Main texts: The six occasional sermons, 1739–48
Introduction
In Fifteen Sermons and The Analogy Butler was concerned with giving an account of the human mind, the introvert (self-love) and extrovert (benevolence), the dynamic relationship between them prompted by the conscience and the fundamentally ethical nature of the consciousness. In the last chapter we looked at several texts, mostly not intended for publication, which documented his personal application of his doctrine and the ministerial praxis founded on it. In the present chapter we turn to the six occasional sermons on questions of public policy.
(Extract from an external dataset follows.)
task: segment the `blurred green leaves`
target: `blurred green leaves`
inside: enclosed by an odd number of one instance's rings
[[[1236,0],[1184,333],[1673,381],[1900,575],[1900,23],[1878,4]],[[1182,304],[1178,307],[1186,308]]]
It is to be expected that such documents will be exemplars of the charitable application of benevolence and of the obligations and proper social relations of the Butlerian Christian.
The point will not be laboured below, but the continuity of method will also be noticed: in whatever Butler undertakes he always establishes his position or course of action in relation to ethical principles, doing new thinking where necessary, but always taking bearings from his moral philosophy. There is always, therefore, a doctrinaire strain in Butler's preaching and writing, which was entirely appropriate to his understanding of his office. The concept of duty should be borne in mind when considering his legacy to the nineteenth-century Church.
Although these six sermons are of great historical importance, and some of exceptional intellectual distinction, they have been little noticed and perhaps have been avoided as period pieces, which, of course, occasional sermons should partly be. Given that Butler is known as a religious apologist and moral philosopher, it may surprise the reader to encounter discussions of things like parliamentary legislation, such as the Truck Acts and the Master and Servant Acts; developments in economic theory; the east coast coal and shipping industries; the organization of the workhouse; the dangers of bureaucracy and institutionalization in charitable organizations; and the social implications of new technology. It reminds us that his chaplain, Josiah Tucker, moved from anti-Methodist polemic to political and economic questions (from internal evidence, very likely with Butler's encouragement) and that while it is true that ‘the “long eighteenth century” was not … an age of major interventionist reforms’ the essential theoretical and cultural groundwork for the nineteenth-century reforms was done at that time.